Ages of sages haven’t been able to answer this question: why does your eyebrow sometimes twitch?
Or, if your name is Sadie Rosenberg,* why does your entire little grey face squiggle with spasms?
The latest in that line of sages, Dr. Fantastic himself (the neurologist at one of Tabby’s Place’s favorite veterinary emergency/specialty centers) was at a loss. This, in itself, is somewhat epic: Dr. Fantastic does not do “at a loss.” You don’t bear the name Dr. Fantastic for nothing, and the good doc has done well by such medical mystery cats as D’Art and Ike and Colleen.
But Sadie was to be his Waterloo.
One of the early alumni of Tabby’s Place’s trap-neuter-return (TNR) project at the Edna Mahan Correctional Facility for Women, Sadie skipped the “R” of “TNR” to stay at the sanctuary instead. We weren’t about to return a minor to the prison.
Especially not a minor who wouldn’t…stop…twitching.
It wasn’t a seizure. It wasn’t a smile. It wasn’t even a perfectly understandable reaction to eating bad vegan cheese. It was just an almost-constant, constantly-weird squizzle of the nose and mouth and whiskers and eyes. Stare into the eyes of Sadie and she’d stare right back – blinking and ticking and contorting her face all the way. Stress her out a bit more by daring to pet her, and the twitching would tick to new heights of spasmic performance.
In the immortal words of this guy on Saturday Night Live, what’s up with that?
Our otherwise healthy young tabby aced her blood test and had no other symptoms, so it was off to Dr. Fantastic for some high-level brain talk. Surely it was something inside Sadie’s cranium making her squeeze her face into such funky squints and squirms.
Unable to find anything remotely wrong with Sadie, Dr. Fantastic shrugged his wise and sagacious shoulders and chalked her contortions up to the age-old fact: Tabby’s Place cats are a weird bunch. Weird…and wondrous.

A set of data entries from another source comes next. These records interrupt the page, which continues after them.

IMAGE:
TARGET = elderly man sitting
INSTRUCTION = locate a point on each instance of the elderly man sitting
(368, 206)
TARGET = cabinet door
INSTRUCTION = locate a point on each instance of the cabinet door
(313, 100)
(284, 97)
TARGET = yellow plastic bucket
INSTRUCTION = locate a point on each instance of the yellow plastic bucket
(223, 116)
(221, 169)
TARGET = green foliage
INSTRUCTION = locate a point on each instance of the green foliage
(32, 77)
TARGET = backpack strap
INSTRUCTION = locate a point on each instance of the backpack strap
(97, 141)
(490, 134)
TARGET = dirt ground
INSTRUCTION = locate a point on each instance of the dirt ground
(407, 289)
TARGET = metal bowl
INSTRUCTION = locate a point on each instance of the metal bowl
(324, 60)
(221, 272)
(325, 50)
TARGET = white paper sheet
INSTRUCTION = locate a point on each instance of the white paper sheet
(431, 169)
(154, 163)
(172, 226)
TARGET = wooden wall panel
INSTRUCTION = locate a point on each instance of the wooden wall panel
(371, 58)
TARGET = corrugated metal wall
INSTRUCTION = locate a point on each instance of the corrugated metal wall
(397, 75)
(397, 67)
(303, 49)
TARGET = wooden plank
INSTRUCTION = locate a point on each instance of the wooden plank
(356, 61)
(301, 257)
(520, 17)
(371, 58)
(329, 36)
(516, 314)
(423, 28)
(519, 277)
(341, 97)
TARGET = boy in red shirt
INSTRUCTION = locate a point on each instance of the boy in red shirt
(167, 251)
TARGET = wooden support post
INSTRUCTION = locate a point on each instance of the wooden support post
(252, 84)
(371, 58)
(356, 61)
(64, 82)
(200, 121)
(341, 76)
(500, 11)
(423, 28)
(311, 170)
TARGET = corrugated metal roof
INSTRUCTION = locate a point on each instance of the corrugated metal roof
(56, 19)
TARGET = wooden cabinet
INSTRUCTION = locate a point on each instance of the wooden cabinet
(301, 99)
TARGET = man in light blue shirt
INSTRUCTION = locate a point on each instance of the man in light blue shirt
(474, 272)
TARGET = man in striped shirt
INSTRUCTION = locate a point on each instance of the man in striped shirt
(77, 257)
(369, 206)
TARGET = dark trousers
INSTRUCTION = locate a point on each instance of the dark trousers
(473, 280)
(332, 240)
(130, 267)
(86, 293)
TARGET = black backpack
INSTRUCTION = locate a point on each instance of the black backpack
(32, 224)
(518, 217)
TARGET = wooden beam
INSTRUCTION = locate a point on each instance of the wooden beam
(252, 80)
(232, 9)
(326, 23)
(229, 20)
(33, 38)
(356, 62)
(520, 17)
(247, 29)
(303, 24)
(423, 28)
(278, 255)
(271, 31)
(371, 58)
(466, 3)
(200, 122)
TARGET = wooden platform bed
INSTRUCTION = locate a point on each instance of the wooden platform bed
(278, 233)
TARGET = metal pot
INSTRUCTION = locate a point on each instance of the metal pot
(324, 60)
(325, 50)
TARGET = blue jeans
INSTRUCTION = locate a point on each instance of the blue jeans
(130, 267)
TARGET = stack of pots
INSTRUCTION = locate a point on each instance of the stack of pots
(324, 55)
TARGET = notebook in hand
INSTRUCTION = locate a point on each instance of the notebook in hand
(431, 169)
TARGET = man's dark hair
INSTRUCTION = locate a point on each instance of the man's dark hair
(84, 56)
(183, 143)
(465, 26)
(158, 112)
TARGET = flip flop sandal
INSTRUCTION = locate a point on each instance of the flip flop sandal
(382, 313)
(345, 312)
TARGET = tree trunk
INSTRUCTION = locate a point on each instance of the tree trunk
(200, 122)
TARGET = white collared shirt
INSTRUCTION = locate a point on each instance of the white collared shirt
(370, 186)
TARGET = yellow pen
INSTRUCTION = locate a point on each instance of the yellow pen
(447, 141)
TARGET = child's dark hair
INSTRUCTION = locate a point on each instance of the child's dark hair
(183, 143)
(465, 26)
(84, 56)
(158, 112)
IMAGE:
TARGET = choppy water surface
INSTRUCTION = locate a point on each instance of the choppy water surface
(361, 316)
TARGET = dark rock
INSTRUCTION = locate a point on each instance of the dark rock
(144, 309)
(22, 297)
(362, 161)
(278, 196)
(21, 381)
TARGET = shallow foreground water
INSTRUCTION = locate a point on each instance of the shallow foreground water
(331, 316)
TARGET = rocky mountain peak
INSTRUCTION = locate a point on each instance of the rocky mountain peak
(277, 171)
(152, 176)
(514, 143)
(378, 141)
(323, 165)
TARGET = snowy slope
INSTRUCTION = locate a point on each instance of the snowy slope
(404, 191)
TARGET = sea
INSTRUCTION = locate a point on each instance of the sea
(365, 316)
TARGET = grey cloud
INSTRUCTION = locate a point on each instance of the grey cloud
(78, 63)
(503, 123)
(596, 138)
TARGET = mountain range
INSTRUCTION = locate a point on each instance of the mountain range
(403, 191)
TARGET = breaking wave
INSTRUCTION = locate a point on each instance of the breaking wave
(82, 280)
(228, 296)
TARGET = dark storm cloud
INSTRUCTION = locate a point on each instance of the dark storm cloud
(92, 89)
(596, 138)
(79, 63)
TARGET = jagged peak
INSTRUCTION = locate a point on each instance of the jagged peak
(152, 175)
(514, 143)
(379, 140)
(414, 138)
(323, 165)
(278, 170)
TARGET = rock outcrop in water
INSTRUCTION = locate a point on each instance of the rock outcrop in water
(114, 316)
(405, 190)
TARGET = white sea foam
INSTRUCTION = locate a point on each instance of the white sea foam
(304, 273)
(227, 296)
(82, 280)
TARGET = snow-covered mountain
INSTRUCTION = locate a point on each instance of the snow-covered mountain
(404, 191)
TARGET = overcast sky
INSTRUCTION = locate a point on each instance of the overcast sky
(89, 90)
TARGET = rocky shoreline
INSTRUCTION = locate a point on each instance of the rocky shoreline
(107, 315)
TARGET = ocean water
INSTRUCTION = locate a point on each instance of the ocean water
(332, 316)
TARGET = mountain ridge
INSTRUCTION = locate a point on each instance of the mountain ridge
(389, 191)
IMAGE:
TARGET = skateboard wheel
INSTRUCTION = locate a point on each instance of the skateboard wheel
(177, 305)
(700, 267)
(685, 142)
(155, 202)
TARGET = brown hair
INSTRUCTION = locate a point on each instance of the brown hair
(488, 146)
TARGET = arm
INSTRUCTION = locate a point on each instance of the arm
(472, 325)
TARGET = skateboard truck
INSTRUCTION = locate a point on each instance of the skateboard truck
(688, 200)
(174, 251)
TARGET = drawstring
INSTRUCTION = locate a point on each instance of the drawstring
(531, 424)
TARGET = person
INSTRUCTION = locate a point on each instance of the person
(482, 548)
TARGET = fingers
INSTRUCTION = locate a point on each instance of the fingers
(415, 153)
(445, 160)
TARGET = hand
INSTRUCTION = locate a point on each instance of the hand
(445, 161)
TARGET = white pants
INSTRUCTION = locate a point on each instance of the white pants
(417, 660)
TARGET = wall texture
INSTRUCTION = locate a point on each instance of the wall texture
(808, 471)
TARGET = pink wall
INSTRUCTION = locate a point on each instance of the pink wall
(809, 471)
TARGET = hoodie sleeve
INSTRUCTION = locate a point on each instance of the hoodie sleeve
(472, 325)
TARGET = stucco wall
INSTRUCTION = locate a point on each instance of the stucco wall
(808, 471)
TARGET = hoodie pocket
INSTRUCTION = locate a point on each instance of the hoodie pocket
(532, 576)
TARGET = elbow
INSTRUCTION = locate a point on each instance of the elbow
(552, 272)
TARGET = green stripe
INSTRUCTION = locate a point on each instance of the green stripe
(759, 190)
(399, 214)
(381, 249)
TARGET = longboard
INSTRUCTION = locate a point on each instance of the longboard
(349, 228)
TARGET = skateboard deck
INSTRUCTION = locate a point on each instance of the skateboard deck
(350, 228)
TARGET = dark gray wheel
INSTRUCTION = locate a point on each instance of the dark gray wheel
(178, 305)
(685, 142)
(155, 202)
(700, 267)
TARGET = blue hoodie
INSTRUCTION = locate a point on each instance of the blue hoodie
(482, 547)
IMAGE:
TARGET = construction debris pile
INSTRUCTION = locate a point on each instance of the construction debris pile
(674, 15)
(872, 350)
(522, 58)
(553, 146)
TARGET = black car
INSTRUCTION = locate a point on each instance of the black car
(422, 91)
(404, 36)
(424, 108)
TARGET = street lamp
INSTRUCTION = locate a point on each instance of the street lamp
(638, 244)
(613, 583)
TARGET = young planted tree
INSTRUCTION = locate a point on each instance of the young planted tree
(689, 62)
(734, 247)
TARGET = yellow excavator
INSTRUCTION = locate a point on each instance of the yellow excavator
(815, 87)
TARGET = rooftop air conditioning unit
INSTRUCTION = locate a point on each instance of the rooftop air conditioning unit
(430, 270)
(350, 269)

I’m no sage, but I’ve got my own suspicions. From the day of her arrival at Tabby’s Place, it’s been no secret: Sadie’s the sensitive sort. You don’t twitch for nothing. You twitch because you’re worried about the sequester. You twitch because you’re worried about what happened to The Funky Bunch after Marky Mark moved on to being a Serious Actor. You twitch for a reason.
You twitch because you feel, deeply. And sometimes there’s just not enough vocabulary in your body-language arsenal to express all that emotion. Your brain surrenders and your body takes over and…you twitch.
And twitch, and twitch, and twitch.
Many adopters were understandably alarmed by Sadie’s squirmy face. “Is she okay?” Several asked. “Does she have Tourette’s Syndrome? Will she do that forever? Are you sure she’s okay?”
Yes. Maybe. I don’t know. Yes, definitely.
Even in her shy days, Sadie’s twitching got attention – and maybe that’s the deepest reason for it. When we’re really honest, I think we all – feline and human and Great Mole Rat and otherwise – have a couple of twin neuroses: We’re afraid that everyone is looking at us. And we’re afraid that no one is looking at us.
When you twitch, you answer both of those anxieties.
Some looked away from Sadie’s sweet but spasmic face, unable to contemplate a cat so quirky. Others couldn’t help but stare, somewhere on the spectrum of horrified-to-enchanted by Sadie’s strangeness.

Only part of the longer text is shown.